Es vergehen die Jahre, man wird an einem Ort zeitweise sesshaft und dennoch bleibt vieles fremd. Als ich heute morgen die Wohnung verlassen habe, dachte ich mir, da lebe ich nun in einem für eine Großstadt sehr kleinen Haus, es gibt dort gerade mal 8 Wohnungen, und ich kenne keinen einzigen Nachbarn persönlich beim Namen. Und das nach fast einer ganzen Dekade. Man begegnet sich im Stiegenhaus, grüßt sich freundlich und das ist es gewesen. Ein persönliches Gespräch findet so gut wie nie statt. Ich verlasse im Normalfall sehr früh das Haus und komme eigentlich nie zu einer Büroschlusszeit nach Hause.
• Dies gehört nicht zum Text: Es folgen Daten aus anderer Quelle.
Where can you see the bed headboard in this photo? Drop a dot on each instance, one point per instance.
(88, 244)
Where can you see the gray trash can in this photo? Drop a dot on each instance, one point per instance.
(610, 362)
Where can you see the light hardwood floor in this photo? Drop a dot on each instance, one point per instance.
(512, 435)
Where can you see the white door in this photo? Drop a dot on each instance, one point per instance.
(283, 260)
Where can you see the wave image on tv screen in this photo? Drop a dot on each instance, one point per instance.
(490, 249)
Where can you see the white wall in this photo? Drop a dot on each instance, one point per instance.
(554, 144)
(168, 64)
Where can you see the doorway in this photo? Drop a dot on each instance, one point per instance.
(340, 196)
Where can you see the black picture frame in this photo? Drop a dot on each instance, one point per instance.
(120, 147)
Einzig meine Nachbarn einen Stock unter mir sehe ich manchmal im Haus oder davor auf der Straße, wenn sie mit ihren Hunden raus müssen. Als ich in all der Zeit einmal bei einem Nachbarn angeläutet habe, weil ich mir einen Schraubenzieher ausborgen wollte, war dieser sichtlich über meinen unerwarteten Besuch irritiert. Vor meinem Küchenfenster führt eine Pawlatsche (Laubengang des Hinterhofes) zu einer kleinen Garçonnière in der immer wieder neue Mieter, meist Studenten, wohnen. Ich sehe manchmal ihre Silhouetten an meinem Fenster vorbeihuschen, weder ich habe mich jemals bei einem Nachbarn vorgestellt, noch einer sich bei mir.
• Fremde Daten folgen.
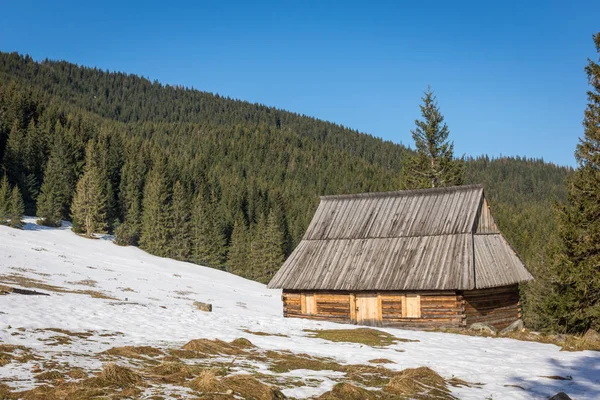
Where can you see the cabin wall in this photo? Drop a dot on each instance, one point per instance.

Vor einigen Tagen habe ich erstmalig den Namen Silvia Seidel registriert. Der Name dieser Frau ist mir nicht bekannt gewesen, erst die Medienberichte über ihren Selbstmord haben mir das Wesen des einstigen Kinderstars vermittelt. Die 1969 geborene Münchnerin wurde in den 80er Jahren als Ballettschülerin in der Hauptrolle der ZDF-Weihnachtsserie Anna zum Star, tausende Mädchen eiferten ihr nach. In der letzten Woche bereitete sie ihrem Leben eine Ende, vereinsamt, verarmt, ohne festes Engagement und offensichtlich ohne Freunde. Tagelang hat sie tot in ihrer Unterkunft gelegen, erst der Wirtin vis-à-vis ihres Wohnhauses ist aufgefallen, dass tagelang auch in der Nacht das Licht gebrannt hat. Darauf hin alarmierte sie die Polizei, die nur noch den leblosen Körper der Schauspielerin vorgefunden hat. Als ich heute in einer *Zeitung gelesen habe, dass in Wien eine Frau vermutlich 18 (!) Monate tot in ihrer Wohnung gelegen hat und das weder ihren Nachbarn noch sonst jemandem aufgefallen ist, greift man sich nur mehr auf den Kopf. In einer angeblich immer vernetzter werdenden Welt vereinsamen wir immer mehr und nehmen von einander im realen Leben keinerlei Notiz. Der Drehbuch-Autor der Fernsehserie Anna, Justus Pfaue, hat in der *B.Z. einen Nachruf auf die verstorbene Silvia Seidel geschrieben. Am Ende seiner Zeilen schrieb er “Jemand hätte sie in den letzten Jahren anrufen sollen. Jemand hätte fragen sollen, wie es ihr geht. Jemand hätte Silvia Hilfe anbieten sollen. Dafür schäme ich mich heute: Dieser Jemand hätte ich sein können.” Worte, die einen nachdenklich werden lassen. Sofort fallen einem Menschen ein, die sich vielleicht über einen Kontakt freuen würden. Beginnen könnte man in der unmittelbaren Nachbarschaft, anläuten und fragen was los ist. So einfach könnte eine Basis für gesellschaftliches Miteinander gelegt werden, die vielleicht am Ende Leben rettet! Diesen guten Vorsatz will ich mir auch für meinen bevorstehenden Wohnungswechsel machen!